Parameter and Memory Math¶
What you'll learn
- Compute parameter count by hand from a config — breaking down embedding, attention, and FFN
- Training memory = params + gradients + optimizer state + activations — the formula and the arithmetic
- Inference memory = params + KV cache — as a function of seq, layers, and heads
- Exact estimates for this book's 10M / 30M / 125M models
Prerequisites
Ch 10 nanoGPT code structure. Ch 3 Laptop Budget's memory formula (14N) — this chapter breaks it down.
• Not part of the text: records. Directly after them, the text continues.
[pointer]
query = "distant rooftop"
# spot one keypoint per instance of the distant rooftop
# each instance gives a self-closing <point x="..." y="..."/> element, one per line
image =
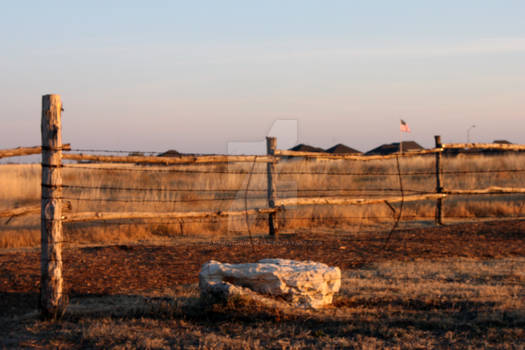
<point x="342" y="149"/>
<point x="306" y="148"/>
<point x="408" y="146"/>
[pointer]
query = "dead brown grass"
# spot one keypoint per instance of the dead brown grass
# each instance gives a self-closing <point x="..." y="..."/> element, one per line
<point x="446" y="303"/>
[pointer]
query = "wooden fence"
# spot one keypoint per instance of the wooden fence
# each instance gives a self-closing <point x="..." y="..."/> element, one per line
<point x="54" y="213"/>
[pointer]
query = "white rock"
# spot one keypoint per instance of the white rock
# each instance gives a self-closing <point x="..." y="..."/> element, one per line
<point x="304" y="283"/>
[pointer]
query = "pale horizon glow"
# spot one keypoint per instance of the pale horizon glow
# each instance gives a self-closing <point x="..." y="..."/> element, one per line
<point x="200" y="78"/>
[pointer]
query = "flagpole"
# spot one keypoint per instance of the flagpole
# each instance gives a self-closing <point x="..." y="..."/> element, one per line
<point x="400" y="141"/>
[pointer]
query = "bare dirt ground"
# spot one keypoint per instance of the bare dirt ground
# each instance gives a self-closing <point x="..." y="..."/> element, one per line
<point x="144" y="268"/>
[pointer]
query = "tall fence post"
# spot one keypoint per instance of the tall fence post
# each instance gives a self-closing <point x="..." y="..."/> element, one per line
<point x="271" y="145"/>
<point x="439" y="183"/>
<point x="52" y="299"/>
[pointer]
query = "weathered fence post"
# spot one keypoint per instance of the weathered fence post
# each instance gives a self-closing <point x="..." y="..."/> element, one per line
<point x="439" y="181"/>
<point x="52" y="299"/>
<point x="271" y="144"/>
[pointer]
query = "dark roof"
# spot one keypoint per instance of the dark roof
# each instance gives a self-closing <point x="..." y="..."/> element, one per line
<point x="408" y="146"/>
<point x="340" y="148"/>
<point x="306" y="148"/>
<point x="170" y="153"/>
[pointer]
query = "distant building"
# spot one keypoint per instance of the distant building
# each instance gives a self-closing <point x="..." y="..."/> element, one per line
<point x="170" y="153"/>
<point x="342" y="149"/>
<point x="306" y="148"/>
<point x="408" y="146"/>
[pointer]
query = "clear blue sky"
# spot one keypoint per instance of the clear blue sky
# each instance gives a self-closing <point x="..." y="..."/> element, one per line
<point x="197" y="75"/>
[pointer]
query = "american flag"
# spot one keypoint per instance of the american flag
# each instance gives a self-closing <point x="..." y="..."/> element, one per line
<point x="404" y="126"/>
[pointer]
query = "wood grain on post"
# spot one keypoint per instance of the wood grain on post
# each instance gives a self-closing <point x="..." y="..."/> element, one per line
<point x="439" y="182"/>
<point x="52" y="300"/>
<point x="271" y="144"/>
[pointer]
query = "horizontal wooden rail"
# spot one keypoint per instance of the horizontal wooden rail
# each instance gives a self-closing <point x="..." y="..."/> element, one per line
<point x="104" y="216"/>
<point x="26" y="151"/>
<point x="33" y="209"/>
<point x="489" y="190"/>
<point x="484" y="146"/>
<point x="168" y="160"/>
<point x="321" y="155"/>
<point x="354" y="201"/>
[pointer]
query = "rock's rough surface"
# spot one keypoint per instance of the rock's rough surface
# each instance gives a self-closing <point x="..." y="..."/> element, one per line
<point x="304" y="283"/>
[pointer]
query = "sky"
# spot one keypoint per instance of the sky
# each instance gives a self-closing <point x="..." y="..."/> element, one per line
<point x="201" y="76"/>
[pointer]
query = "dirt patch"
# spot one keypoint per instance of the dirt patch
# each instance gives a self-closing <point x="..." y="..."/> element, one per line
<point x="133" y="269"/>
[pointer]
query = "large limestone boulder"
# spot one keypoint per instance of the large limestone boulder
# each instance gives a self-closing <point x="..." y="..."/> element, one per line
<point x="302" y="283"/>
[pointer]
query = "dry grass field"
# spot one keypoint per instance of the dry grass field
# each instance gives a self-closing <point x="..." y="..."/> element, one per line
<point x="459" y="286"/>
<point x="133" y="284"/>
<point x="128" y="188"/>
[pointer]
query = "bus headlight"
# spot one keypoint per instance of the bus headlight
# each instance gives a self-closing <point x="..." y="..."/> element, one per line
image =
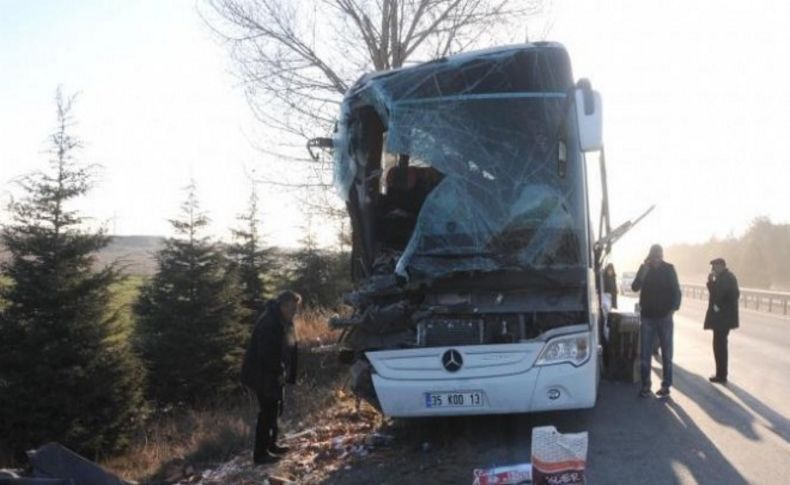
<point x="574" y="350"/>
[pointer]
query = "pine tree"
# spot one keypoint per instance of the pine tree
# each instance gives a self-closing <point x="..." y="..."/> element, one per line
<point x="67" y="370"/>
<point x="316" y="274"/>
<point x="251" y="260"/>
<point x="189" y="330"/>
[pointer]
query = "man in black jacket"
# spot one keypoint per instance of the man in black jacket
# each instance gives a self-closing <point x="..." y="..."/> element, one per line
<point x="271" y="360"/>
<point x="722" y="315"/>
<point x="659" y="298"/>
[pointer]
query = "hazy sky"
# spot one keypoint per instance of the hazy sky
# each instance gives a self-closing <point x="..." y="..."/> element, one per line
<point x="694" y="94"/>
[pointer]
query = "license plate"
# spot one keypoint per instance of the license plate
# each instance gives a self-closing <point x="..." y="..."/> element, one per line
<point x="464" y="399"/>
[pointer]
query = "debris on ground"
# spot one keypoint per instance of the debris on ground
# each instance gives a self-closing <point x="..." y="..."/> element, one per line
<point x="504" y="475"/>
<point x="55" y="461"/>
<point x="558" y="457"/>
<point x="345" y="436"/>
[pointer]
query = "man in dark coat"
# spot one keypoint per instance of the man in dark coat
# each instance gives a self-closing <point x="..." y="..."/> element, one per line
<point x="722" y="315"/>
<point x="659" y="297"/>
<point x="269" y="362"/>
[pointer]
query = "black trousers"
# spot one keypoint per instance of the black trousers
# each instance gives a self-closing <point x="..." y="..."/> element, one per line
<point x="266" y="428"/>
<point x="720" y="351"/>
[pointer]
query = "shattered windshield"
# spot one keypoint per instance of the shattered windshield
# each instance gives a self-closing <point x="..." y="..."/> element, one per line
<point x="502" y="202"/>
<point x="509" y="194"/>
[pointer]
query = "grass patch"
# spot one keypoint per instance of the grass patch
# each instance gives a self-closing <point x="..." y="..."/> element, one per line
<point x="185" y="439"/>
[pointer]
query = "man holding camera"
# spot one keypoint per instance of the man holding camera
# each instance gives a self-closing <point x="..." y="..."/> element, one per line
<point x="659" y="297"/>
<point x="722" y="315"/>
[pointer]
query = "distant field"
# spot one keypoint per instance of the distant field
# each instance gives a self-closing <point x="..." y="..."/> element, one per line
<point x="135" y="253"/>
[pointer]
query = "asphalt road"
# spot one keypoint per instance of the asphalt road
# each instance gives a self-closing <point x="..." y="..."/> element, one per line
<point x="704" y="434"/>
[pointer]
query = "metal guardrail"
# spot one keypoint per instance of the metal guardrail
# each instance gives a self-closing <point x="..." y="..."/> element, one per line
<point x="760" y="300"/>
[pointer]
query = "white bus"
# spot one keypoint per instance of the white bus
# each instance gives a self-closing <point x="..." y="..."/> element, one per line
<point x="473" y="253"/>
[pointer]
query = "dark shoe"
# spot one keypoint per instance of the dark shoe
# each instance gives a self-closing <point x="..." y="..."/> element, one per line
<point x="266" y="459"/>
<point x="279" y="450"/>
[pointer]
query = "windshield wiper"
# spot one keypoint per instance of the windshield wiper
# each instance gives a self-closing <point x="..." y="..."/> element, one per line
<point x="455" y="255"/>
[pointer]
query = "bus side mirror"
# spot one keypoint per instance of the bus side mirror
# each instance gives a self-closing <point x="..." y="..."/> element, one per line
<point x="589" y="116"/>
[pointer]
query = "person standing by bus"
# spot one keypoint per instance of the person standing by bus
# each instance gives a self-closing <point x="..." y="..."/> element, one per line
<point x="722" y="314"/>
<point x="659" y="297"/>
<point x="270" y="362"/>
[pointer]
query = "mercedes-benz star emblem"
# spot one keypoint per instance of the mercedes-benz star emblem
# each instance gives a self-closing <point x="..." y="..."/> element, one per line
<point x="452" y="360"/>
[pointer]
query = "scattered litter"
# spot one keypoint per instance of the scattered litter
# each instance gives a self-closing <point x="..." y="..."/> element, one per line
<point x="504" y="475"/>
<point x="558" y="458"/>
<point x="309" y="431"/>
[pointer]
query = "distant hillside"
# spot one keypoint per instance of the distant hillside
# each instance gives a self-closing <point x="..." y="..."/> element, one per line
<point x="135" y="253"/>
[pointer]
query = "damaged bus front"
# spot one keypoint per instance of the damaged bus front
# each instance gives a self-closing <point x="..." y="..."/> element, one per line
<point x="465" y="183"/>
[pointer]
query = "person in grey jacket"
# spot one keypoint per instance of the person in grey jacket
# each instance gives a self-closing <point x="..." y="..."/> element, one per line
<point x="722" y="315"/>
<point x="659" y="297"/>
<point x="269" y="362"/>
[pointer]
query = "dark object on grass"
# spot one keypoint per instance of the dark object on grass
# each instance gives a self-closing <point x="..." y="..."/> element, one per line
<point x="54" y="461"/>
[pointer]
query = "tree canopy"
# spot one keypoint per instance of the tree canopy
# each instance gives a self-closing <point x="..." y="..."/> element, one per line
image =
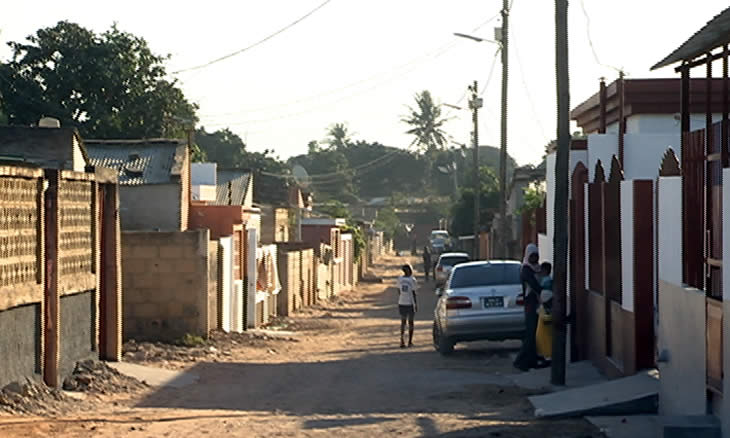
<point x="108" y="85"/>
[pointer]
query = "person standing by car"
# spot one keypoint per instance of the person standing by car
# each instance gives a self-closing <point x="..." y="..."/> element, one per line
<point x="427" y="262"/>
<point x="407" y="305"/>
<point x="527" y="357"/>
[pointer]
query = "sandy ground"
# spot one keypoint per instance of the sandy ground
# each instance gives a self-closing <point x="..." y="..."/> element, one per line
<point x="341" y="373"/>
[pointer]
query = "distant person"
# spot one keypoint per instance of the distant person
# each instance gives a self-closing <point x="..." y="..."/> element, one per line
<point x="531" y="289"/>
<point x="427" y="263"/>
<point x="546" y="283"/>
<point x="407" y="305"/>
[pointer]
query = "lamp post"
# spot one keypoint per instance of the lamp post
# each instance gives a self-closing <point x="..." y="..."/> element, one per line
<point x="502" y="42"/>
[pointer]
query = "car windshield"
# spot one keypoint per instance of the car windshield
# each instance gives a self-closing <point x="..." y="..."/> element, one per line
<point x="485" y="275"/>
<point x="453" y="260"/>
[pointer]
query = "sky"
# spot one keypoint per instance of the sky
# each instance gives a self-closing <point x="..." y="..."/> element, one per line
<point x="362" y="62"/>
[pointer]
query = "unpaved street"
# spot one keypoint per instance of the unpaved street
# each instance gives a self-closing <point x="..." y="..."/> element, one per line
<point x="343" y="374"/>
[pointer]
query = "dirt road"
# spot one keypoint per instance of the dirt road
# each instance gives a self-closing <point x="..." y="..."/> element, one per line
<point x="346" y="375"/>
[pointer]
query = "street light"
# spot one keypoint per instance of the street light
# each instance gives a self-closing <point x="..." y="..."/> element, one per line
<point x="502" y="40"/>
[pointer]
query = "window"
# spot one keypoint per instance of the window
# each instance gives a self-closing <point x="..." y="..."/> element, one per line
<point x="485" y="275"/>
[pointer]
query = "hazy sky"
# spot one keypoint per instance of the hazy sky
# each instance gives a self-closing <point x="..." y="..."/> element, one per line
<point x="361" y="62"/>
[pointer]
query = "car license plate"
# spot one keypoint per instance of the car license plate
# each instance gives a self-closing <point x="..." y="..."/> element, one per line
<point x="490" y="302"/>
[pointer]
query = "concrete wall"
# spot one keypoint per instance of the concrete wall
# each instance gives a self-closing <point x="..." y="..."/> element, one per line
<point x="669" y="232"/>
<point x="78" y="331"/>
<point x="165" y="284"/>
<point x="682" y="336"/>
<point x="643" y="153"/>
<point x="20" y="343"/>
<point x="151" y="207"/>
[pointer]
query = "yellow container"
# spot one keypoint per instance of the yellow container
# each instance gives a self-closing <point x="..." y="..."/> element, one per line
<point x="544" y="335"/>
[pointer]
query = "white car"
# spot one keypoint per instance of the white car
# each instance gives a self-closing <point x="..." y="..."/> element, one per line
<point x="446" y="263"/>
<point x="481" y="301"/>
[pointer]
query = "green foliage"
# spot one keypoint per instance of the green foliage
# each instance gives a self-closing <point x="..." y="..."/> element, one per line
<point x="388" y="222"/>
<point x="534" y="197"/>
<point x="426" y="123"/>
<point x="463" y="210"/>
<point x="108" y="85"/>
<point x="338" y="136"/>
<point x="229" y="151"/>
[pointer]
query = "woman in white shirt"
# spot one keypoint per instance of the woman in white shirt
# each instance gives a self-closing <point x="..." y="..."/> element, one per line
<point x="407" y="304"/>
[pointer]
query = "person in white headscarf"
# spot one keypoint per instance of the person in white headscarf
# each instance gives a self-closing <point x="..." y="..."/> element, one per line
<point x="527" y="357"/>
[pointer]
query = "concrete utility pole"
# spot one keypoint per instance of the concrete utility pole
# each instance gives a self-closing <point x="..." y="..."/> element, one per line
<point x="560" y="239"/>
<point x="474" y="104"/>
<point x="503" y="146"/>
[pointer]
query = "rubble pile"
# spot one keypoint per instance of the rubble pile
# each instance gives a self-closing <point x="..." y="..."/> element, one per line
<point x="97" y="377"/>
<point x="32" y="397"/>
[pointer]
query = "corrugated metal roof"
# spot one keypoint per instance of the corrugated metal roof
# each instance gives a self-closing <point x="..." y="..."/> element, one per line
<point x="231" y="186"/>
<point x="714" y="34"/>
<point x="155" y="161"/>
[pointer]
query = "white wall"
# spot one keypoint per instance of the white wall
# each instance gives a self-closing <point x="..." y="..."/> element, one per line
<point x="203" y="174"/>
<point x="643" y="154"/>
<point x="226" y="267"/>
<point x="669" y="230"/>
<point x="603" y="147"/>
<point x="627" y="245"/>
<point x="545" y="245"/>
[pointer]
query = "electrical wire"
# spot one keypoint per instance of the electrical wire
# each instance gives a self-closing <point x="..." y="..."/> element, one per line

1. Concept — Where Does Memory Go?¶
During one training step:
| Component | What it stores | Size |
|---|---|---|
| params | Model weights | 2N (bf16) |
| grads | Gradient per parameter | 2N |
| Adam m | 1st moment (per param) | 4N (fp32 recommended) |
| Adam v | 2nd moment | 4N |
| activations | Intermediate tensors from forward pass, kept for backward | f(B, T, D, L) |
Everything except params is either a function of N or a function of batch and sequence length. Increase any axis and memory goes up proportionally.
Inference is lighter — only params + KV cache.
2. Why You Need the Math¶
If training runs out of memory, you lose 100% of whatever compute time you spent. Thirty seconds of arithmetic before hitting start can prevent that.
Also: same N=10M with different configs means different memory. For example:
- (n_layer=6, d_model=256, max_len=512) → light activations
- (n_layer=2, d_model=512, max_len=2048) → same N, but 4× heavier activations
Do the breakdown before fixing your config.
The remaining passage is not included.